An interesting document from the family history of the Rutherfords is their "peace treaty" with the Kerrs at Ancrum Spittal in 1560. Written in medieval Scots and difficult to read, it provides compensation of £500 to be paid by the Kerrs to George Rutherford of Longnewton, whose father had been killed not long before, and for Robert Kerr of Newhall to "offer his sword" to George Rutherford (and presumably get it back) "according to the practice and fashion of the country". Additionally several Kerr-Rutherford marriages were to be arranged, in some cases between unspecified young couples, when the girls were 12 and the boys reached an unspecified age of majority (probably 14 or 15). In one case the parties were named; Andrew Kerr (Robert’s son) and a daughter of Philip Rutherford of Edgerston. If Andrew died, his next available brother was to take his place; if the girl died, "another gentlewoman of that surname and blood". Some of the signatories were illiterate, so the notary "led their pens".

Not all the Rutherfords were soldiers, landowners or provosts: one of them was a naval captain at Trafalgar and several were professors of theology, medicine or science, among them Samuel Rutherford, D.D., one of the leading Covenanters’, Dr. John Rutherford, and his son Daniel. Sir Walter Scott’s uncle, who discovered nitrogen gas. As a young man in Paris, Dr. Daniel Rutherford refused to attend a party where Prince Charles Edward, by then an alcoholic and an overweight shadow of his former self, was expected to be present; though not a Jacobite, he had too much respect for the House of Stewart to witness the degradation into which they had sunk. He died suddenly, while stroking a cat, after attending his sister, Sir Walter Scott’s mother, who had gone down with "paralysis"; another sister died two days later and Mrs. Scott not long after.

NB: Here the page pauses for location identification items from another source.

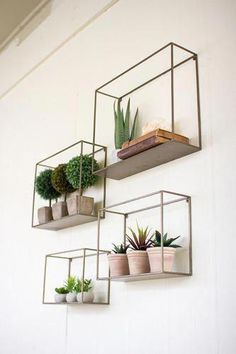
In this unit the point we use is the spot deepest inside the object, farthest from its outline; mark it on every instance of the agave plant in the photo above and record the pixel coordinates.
(167, 242)
(122, 248)
(122, 124)
(140, 240)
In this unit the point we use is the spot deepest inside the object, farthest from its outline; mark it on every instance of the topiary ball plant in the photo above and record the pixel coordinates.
(59, 180)
(44, 186)
(73, 172)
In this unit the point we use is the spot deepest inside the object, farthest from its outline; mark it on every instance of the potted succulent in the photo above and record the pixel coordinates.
(79, 204)
(118, 261)
(84, 290)
(155, 253)
(62, 186)
(70, 285)
(139, 243)
(45, 189)
(122, 126)
(60, 294)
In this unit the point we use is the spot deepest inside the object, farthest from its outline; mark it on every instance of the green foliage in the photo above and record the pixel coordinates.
(122, 124)
(70, 284)
(59, 180)
(167, 242)
(73, 172)
(44, 186)
(86, 285)
(120, 248)
(61, 290)
(140, 240)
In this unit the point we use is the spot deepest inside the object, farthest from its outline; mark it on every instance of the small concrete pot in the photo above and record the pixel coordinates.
(87, 296)
(155, 258)
(59, 298)
(118, 264)
(80, 205)
(71, 297)
(138, 262)
(59, 210)
(44, 215)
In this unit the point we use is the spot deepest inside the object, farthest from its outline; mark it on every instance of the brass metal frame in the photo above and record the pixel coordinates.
(179, 197)
(60, 255)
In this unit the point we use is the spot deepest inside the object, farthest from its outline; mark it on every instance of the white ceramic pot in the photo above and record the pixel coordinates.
(70, 297)
(59, 298)
(155, 258)
(87, 296)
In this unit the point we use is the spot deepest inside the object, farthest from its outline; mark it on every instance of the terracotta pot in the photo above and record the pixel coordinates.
(59, 210)
(118, 264)
(59, 298)
(71, 297)
(44, 215)
(138, 262)
(80, 205)
(87, 296)
(155, 258)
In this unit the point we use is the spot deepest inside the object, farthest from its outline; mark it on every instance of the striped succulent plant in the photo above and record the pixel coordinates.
(122, 124)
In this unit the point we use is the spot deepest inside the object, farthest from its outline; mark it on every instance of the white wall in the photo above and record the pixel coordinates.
(51, 108)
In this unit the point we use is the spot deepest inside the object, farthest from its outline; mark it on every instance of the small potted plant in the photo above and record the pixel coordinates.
(123, 132)
(62, 186)
(84, 290)
(70, 285)
(79, 204)
(45, 189)
(139, 243)
(60, 294)
(155, 253)
(118, 261)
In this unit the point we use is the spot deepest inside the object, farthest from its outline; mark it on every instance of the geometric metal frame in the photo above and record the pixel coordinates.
(96, 148)
(162, 274)
(61, 255)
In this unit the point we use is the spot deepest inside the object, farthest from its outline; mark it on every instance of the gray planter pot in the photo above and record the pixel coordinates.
(44, 215)
(80, 205)
(59, 210)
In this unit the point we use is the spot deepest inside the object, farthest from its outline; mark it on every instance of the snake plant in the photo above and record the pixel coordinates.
(122, 124)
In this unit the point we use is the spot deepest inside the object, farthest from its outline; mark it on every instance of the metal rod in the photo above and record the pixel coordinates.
(198, 104)
(172, 90)
(134, 66)
(156, 77)
(44, 279)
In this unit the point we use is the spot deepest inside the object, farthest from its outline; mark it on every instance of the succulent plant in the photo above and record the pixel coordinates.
(70, 284)
(44, 187)
(140, 240)
(86, 285)
(88, 179)
(122, 248)
(61, 290)
(167, 242)
(122, 124)
(59, 180)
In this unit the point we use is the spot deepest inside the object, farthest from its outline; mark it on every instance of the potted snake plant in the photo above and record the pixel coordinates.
(155, 253)
(139, 243)
(118, 261)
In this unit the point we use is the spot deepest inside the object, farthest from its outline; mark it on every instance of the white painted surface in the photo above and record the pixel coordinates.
(52, 108)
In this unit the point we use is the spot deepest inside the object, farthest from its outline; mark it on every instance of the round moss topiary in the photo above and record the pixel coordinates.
(59, 180)
(73, 172)
(44, 186)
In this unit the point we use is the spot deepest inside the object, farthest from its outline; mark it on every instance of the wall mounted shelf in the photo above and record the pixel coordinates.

If we now live in the nuclear age, for better or for worse, part of the responsibility must lie with Lord Rutherford of Nelson (1871-1937), the father of atomic science. He was born Ernest Rutherford, near the town of Nelson in New Zealand, from which he took his title, his grandfather having emigrated from Perth thirty years earlier, and educated at Nelson College and at Canterbury College, Christchurch, where he graduated with first-class honours in mathematics and physics. He then came to Trinity College, Cambridge, and worked under Sir J.J. Thomson (also of Scottish descent, though born in England), experimenting with electromagnetic waves and with various kinds of radiation. He was appointed Professor of Physics at McGill University in Montreal before his 27th birthday, returned to New Zealand to be married and settled with his wife in Montreal, continuing his research into radio-activity there and at Manchester University, where he became Professor of Physics in 1907. While at Manchester he discovered the division of the atom into a nucleus and electrons but did not manage to actually split the atom, though he foresaw that it could be done and would give rise to an entirely new and terrifying form of energy. He succeeded Thomson as Professor of Experimental Physics at Cambridge in 1919 (having been knighted a few years earlier), was elected President of the Royal Society in 1925 and was created a peer in 1931.